Donal’s eyes widened again when he first saw me after I met them outside that door. He looked me over more openly that time; then, when his eyes traveled back to my face, he smiled.
“Do you need help with the holsters?” he asked politely.
Some part of me wanted to roll my eyes with him, with all of his standing on ceremony. He certainly hadn’t bothered being so polite with me before, when he was lying through his teeth about who he was and what he intended with me.
Or when he was naked and cursing at me from that crate.
“That would be fine,” I said, just as coolly polite in return. “But if it’s not dire at the moment, we probably should not let it delay us now. I have no weapons for them at this point, after all. And I suspect my unfamiliarity with the clothes here has already caused us enough delay, compared to what would be normal here.”
When I glanced at the other two, the witch and the warlock, they gaped at me.
The male turned to Donal, speaking to him instead of me.
“You weren’t rightly kiddin’ w’ this one, were ye?” he said, his voice incredulous. “She talks just like one o’ those white devils, don’t she? Like a damned queen in ‘er castle.”
Donal gave him a cold look. “‘Er own mother sold ‘er. Don’t make assumptions, you rotten grub-eater... and mind yer fuckin’ manners. She’s right there. Or is ye blind?”
I blinking, startled again by the change in Donal’s voice.
But when he looked at me, the thunderous look I’d seen in his eyes smoothed.
“Pay ‘em no mind, huntress,” he said. “They can’t help being unlearned in books and narrow in thought. You look well dressed as a red witch,” he added, glancing down me a second time. “I’m sorry for staring, but I’d only ever seen you in that horrible sack they made you wear at the monastery. You look well, indeed.”
I saw the witch the red hair
raise an eyebrow at Donal, glancing between the two of us with an openly incredulous look on her face.
Then, looking me over, her eyes cleared.
“I’m startin’ to understand why ye disobeyed orders, Donal,” she said, her voice mocking, but in a good-natured kind of way. “Damn. How did I not see it before? But I wonder if yer sister will thank ye? For leaving her in that damn’d place for a piece o’ ass, no matter how fancy. Especial’ when they all but promised to spring ‘er for ye, if you just did this one task.”

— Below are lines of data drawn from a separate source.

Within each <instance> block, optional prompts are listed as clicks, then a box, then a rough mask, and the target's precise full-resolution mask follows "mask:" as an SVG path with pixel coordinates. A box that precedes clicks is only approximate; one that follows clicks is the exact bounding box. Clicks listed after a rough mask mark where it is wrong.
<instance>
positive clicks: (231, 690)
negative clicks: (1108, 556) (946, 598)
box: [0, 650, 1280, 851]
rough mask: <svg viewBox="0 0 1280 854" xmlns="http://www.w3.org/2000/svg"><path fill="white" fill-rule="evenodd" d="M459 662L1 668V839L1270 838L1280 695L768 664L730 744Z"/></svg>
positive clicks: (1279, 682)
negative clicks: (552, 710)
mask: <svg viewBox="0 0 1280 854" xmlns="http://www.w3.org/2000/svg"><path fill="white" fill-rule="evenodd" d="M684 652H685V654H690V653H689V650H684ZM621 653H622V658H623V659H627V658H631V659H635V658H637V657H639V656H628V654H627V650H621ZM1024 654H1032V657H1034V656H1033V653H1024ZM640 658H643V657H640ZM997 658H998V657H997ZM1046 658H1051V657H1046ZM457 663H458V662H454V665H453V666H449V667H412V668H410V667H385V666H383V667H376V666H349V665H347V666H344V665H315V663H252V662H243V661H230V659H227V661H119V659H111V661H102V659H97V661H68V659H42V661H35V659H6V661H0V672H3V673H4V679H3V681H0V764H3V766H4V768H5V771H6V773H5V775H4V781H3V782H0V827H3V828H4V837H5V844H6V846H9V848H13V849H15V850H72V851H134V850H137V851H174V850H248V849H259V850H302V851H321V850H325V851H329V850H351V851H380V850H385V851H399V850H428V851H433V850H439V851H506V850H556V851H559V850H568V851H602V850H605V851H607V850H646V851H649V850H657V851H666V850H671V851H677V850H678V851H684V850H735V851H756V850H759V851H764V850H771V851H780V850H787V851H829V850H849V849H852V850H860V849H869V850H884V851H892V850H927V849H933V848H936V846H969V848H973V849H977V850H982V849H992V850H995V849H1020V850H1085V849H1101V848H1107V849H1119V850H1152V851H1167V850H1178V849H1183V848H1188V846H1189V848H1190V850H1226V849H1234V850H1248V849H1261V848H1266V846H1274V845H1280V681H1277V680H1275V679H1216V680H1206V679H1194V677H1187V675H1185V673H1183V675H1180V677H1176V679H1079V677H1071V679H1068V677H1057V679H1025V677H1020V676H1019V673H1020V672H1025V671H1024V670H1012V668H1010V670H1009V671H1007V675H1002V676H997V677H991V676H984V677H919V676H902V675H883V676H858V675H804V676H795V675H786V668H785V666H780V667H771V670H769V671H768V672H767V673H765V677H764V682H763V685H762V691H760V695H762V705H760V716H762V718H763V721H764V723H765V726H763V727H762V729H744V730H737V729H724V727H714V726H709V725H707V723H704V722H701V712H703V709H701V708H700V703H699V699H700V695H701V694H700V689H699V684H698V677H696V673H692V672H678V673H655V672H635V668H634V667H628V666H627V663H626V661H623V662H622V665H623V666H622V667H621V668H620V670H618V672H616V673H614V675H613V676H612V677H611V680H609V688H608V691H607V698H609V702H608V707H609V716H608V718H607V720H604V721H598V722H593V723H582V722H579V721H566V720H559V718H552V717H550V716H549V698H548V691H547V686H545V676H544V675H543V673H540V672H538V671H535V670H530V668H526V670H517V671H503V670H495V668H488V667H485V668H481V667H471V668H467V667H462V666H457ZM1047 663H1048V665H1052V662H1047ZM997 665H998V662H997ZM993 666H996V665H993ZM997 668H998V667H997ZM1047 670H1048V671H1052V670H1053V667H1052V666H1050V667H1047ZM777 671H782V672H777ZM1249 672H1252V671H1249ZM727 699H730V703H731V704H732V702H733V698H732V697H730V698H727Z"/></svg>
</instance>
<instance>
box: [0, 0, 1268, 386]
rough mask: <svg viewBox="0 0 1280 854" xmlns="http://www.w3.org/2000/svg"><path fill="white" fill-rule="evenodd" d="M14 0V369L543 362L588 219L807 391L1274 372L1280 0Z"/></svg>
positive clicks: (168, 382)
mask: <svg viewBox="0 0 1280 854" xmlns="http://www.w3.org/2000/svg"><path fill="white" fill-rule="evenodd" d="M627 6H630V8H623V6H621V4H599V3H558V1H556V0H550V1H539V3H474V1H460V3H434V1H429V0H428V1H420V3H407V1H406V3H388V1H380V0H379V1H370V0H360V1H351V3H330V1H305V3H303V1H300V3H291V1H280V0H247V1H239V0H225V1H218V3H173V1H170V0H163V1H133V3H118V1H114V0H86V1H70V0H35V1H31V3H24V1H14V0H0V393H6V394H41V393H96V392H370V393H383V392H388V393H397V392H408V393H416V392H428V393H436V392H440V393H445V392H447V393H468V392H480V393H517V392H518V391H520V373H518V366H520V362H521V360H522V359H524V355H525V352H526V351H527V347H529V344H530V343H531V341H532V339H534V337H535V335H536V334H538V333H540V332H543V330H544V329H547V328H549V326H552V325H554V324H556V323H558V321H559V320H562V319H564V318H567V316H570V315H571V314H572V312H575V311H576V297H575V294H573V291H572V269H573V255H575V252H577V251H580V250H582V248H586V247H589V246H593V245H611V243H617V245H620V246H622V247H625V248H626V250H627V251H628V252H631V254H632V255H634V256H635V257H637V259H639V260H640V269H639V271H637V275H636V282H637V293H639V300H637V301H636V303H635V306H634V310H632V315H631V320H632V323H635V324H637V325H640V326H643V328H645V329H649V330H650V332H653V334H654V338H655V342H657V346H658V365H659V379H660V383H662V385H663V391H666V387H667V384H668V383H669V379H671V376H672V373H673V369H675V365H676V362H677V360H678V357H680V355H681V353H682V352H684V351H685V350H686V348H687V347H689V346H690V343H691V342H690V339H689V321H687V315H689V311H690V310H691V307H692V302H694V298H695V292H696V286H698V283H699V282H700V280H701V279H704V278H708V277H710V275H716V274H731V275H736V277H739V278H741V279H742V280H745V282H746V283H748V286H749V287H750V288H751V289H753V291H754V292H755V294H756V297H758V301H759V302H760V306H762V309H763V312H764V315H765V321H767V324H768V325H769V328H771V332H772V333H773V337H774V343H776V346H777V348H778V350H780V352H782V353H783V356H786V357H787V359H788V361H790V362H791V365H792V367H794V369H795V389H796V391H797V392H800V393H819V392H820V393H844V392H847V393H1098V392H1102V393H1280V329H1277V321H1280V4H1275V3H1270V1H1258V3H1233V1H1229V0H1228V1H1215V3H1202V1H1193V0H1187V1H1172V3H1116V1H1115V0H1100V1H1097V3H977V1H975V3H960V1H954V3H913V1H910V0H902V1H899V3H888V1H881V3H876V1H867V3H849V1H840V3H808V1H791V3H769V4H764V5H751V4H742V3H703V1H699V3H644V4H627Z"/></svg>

“They would’ve killed ‘er,” Donal said, his voice cold as he addressed the red-haired witch. “Her own mother. At least I forced ‘em to bring ‘er back here... and I know the fire temple in the palace exists now. Which means Kaitlin is likely alive.”
“An’ if they kill yer sister instead o’ yer new friend?”
“Kaitlin wouldn’t want me to murder another for her,” Donal said, his voice gruffer than before. “She’d never forgive me fer it.”
“You ‘aven’t seen ‘er since she was a baby,” Yanna countered. “How could you possibly know what she’d want?”
“She wouldn’t,” he said, his voice just as stubborn. “If she’s related to me, she won’t be that different. None of ourn would want that... certainly not to kill red kin. She’s one of us.” He pointed at me, so I knew he meant me that time, not his sister. “I couldna’ leave her there. Any of you would have done the same as me. Any of you. And if you treat ‘er differen’ than the rest o’ us, or blame ‘er for Kaitlin’s fate, ye’ll answer to me.”
At that, the woman who called herself Yanna laughed.
“Good to see yer thinking clearly about it,” she snorted. Giving me another brief once-over, she smiled when she met my gaze. It was a lot more friendly that time, but she still aimed acerbic words at Donal. “...Although I’m still not convinced yer not thinkin’ with ‘nother part of yer body than yer mind, brother hunter. A decided more capricious part, that maybe liked this doe-eyed red witch more than yer admittin’.”
Donal gave his friend a death stare, but didn’t answer.